By the time I finished, I was desperately worn out and defeated, as one is who carries that attitude up and down a bluff for 10 miles. In retrospect, I took it out on my coach, who wanted a break down at the end of the race. Instead, I texted one, bratty expletive, and then took another 5 hours to send an actual race account. In my mind, I had waited until I was level headed, and then stated the facts--you know: the cold, the wet, the shoes, the bluff, the wind, the mud, no music, the trees, the birds, the pumpkins, the tall grass...those damn, supportive onlookers. Oh, and that extra quarter mile. But I did it! I wanted to stop and I didn't! There, another race in the books. A rough one, for sure, but I completed it and it was my first 10 miler on a tough course. A little while later I get a text from my coach, saying "Sounds like a rough go. Thanks for the transparency. My first thought? You need a f**king attitude adjustment. Big time. I'm proud of you for going to the race, sucking it up, and pushing through......" Ummm, WHAT?!! I need WHAT?!!! Are you kidding me? The next hour (or two) was a series of texts, and a phone call, involving a hard conversation, and some tears, and the difficult realization that I needed a time out, essentially. I needed a rest. These hard truths and hard conversations are not easy to navigate, but my life changed because of it. CHANGED. The next morning I was fully broken open and I knew he was right about my attitude. And the day after that, gratitude had already begun to rush in.

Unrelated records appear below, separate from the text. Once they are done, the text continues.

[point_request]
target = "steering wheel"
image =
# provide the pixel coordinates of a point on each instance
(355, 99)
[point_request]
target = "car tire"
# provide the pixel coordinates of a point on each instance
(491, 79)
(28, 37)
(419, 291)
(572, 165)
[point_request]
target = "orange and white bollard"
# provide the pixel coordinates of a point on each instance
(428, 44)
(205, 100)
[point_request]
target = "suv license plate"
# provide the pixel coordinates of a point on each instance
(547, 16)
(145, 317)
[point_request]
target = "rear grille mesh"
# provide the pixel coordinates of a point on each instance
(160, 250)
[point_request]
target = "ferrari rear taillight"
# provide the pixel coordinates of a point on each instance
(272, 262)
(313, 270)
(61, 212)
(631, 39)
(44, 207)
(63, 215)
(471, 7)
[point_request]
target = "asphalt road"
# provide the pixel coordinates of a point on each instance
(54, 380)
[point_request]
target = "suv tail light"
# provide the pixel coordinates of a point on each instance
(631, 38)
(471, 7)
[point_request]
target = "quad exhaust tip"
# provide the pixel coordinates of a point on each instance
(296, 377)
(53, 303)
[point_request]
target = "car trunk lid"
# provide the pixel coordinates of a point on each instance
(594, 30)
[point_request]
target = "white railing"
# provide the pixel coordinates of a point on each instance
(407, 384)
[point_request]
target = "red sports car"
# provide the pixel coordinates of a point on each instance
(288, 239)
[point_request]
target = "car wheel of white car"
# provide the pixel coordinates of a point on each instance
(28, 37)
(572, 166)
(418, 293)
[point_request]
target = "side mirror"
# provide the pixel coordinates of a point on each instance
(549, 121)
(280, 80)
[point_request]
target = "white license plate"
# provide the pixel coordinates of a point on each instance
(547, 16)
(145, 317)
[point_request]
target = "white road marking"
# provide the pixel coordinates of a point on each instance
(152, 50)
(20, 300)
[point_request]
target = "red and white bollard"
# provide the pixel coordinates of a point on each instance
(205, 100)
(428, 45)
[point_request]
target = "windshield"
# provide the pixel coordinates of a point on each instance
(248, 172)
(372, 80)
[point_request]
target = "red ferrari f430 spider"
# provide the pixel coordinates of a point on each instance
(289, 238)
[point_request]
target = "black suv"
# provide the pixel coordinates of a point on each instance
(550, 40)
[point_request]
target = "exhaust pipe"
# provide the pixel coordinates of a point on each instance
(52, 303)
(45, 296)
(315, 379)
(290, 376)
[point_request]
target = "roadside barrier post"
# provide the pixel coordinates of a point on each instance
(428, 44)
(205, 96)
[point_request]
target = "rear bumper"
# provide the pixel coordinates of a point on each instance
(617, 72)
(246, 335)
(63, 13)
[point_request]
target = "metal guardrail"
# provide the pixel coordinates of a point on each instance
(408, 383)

And that's why this is Thanksgiving Part 2. Thanksgiving Part 1 was about telling people how I feel--not letting any dust settle on making sure they know I'm grateful for their presence in my life and the impact they've made. Thanksgiving Part 2 is the immeasurable gratitude for those people who care enough to tell us the truth. That day, October 19th, 2019, is like a birthday for me. A rebirth day--the beginning of the restoration of my attitude and outlook; the flooding in of gratitude into all that broken open space. My attitude was holding me back. It was fine the way it was. Fine. But not awesome. And I want AWESOME.
That conversation didn't just happen and then I was "better." It's a practice for me, a daily practice. It's not about denying my feelings. It's not about pretending the sun's out when it's raining. It's actually the opposite of that. It's searching around and finding the gratitude, especially when things are hard. Especially when it's raining. It's a choice. It's choosing to not sit too long in what is hard. It's choosing to see what I have, what's working, what's right. It's reminding myself of what I get to do. It's the same for me as hard workout days, when I have 12 intervals and I'm on number 7 and it's so freaking hard and I feel like I can't do any more, but instead of slowing down I tell myself I'm strong and I have it in me, and I push the pedal down harder and faster and I fly through the last 5 intervals. And unbeknownst to me, when I do that I've raised my fitness bar, because when that interval workout comes around again I get through number 9 before I have trouble. I grow my fitness, little choice by little choice. And I grow my attitude and gratitude the same way.
I practice when it's easy to be grateful and in good spirits, and I practice when it's hard to do so.
And then one day I realized that raising the bar on my attitude made my gratitude stronger and more overflowing than it ever was before. It's a grown up version, grown out of one person's care and courage to say "Diane, you need a f**king attitude adjustment." And I am so, so thankful.